Bad-CRC may be honored as the original video uploader, but The Laziest Men on Mars helped establish a significant trend in online meme sharing: reliance on crowdsourcing and remixing. The meme wouldn’t exist without Wing ZeroStill, dozens of people pulled and distorted this original view as if they were Internet taffy, to the point that neither the game’s creators nor any meme contributor took credit for the phenomenon.

It wasn’t until the Flash video appeared, epitomizing the furious efforts of a community spread across forums and file-sharing services, that the rest of the Internet world could actually find and digest this patchwork of WTF. Newgrounds was one of many dump sites for Flash animations, making it easier for friends to share links not only to videos, but also free online games – usually in ways that the school’s computer labs didn’t necessarily block, which led to children to devour and share their favorites when teachers did not carefully watch students’ screens.

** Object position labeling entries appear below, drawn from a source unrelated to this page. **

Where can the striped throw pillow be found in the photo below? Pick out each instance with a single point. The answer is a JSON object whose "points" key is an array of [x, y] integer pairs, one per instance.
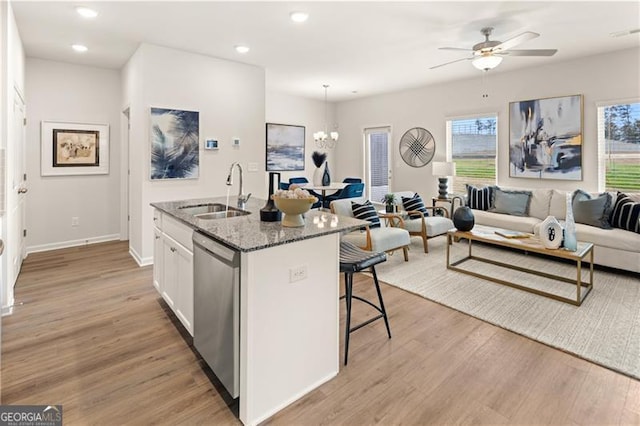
{"points": [[626, 214], [479, 198], [414, 203], [366, 211]]}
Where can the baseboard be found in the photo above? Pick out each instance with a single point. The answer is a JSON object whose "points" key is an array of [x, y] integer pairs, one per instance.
{"points": [[139, 259], [73, 243]]}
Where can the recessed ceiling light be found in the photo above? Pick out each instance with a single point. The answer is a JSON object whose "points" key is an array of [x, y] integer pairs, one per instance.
{"points": [[299, 16], [85, 12]]}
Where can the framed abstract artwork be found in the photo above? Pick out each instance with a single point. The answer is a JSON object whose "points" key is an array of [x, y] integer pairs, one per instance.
{"points": [[285, 147], [74, 149], [174, 144], [545, 138]]}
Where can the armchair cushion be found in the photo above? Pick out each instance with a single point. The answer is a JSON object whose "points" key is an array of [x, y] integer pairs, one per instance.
{"points": [[366, 211], [382, 239], [414, 203]]}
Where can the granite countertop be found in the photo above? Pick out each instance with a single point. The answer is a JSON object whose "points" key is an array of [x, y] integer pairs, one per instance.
{"points": [[248, 233]]}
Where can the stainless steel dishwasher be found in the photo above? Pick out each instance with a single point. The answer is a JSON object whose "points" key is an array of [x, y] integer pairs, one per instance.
{"points": [[216, 323]]}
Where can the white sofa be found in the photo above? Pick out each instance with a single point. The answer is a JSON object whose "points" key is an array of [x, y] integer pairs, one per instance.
{"points": [[616, 248]]}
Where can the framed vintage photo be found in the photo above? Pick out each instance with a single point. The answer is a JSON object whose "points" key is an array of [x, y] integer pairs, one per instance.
{"points": [[545, 138], [74, 149], [175, 136], [285, 147]]}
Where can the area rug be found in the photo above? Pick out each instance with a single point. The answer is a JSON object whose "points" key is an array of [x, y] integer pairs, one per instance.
{"points": [[604, 330]]}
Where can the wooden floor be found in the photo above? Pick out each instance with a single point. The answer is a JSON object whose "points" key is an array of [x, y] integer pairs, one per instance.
{"points": [[93, 335]]}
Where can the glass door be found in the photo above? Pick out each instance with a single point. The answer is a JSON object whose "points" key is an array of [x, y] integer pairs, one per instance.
{"points": [[377, 162]]}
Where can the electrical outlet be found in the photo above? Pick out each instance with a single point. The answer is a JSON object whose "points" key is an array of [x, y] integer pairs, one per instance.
{"points": [[297, 273]]}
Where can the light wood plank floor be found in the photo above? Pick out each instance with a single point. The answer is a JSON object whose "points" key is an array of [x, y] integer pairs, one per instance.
{"points": [[93, 334]]}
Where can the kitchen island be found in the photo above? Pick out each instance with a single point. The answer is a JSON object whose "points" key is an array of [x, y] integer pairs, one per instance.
{"points": [[288, 299]]}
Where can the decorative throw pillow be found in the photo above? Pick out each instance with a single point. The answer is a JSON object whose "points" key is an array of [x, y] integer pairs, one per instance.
{"points": [[414, 203], [479, 198], [626, 213], [592, 211], [366, 211], [515, 203]]}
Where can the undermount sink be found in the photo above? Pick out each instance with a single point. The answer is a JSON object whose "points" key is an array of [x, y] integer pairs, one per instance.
{"points": [[213, 211]]}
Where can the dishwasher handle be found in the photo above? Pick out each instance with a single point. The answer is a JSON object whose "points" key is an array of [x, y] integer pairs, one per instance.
{"points": [[223, 253]]}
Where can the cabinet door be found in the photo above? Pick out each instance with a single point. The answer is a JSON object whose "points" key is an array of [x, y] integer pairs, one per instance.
{"points": [[184, 285], [158, 253], [170, 266]]}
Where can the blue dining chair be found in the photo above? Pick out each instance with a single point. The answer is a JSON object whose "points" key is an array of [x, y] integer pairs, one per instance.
{"points": [[352, 190]]}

And in the case of “All Your Base”, his general lack of vulgarity made it easier to reach children without arousing the parents’ ire. It was not like Congressional hearings in the early 1990s against violent and sexual video games. It was just … weird.

And, wow, it still is. Yes, the 20th anniversary of this video is likely to make you feel old as trash, but that doesn’t mean that the video itself has aged badly. There is still something timeless about the eccentricity and innocence of so many Internet pioneers who submitted a poorly translated game. And at a time when memes that are widespread often fall into cruelty or shock value, it is good to look back, at a time when memes were merely stupid.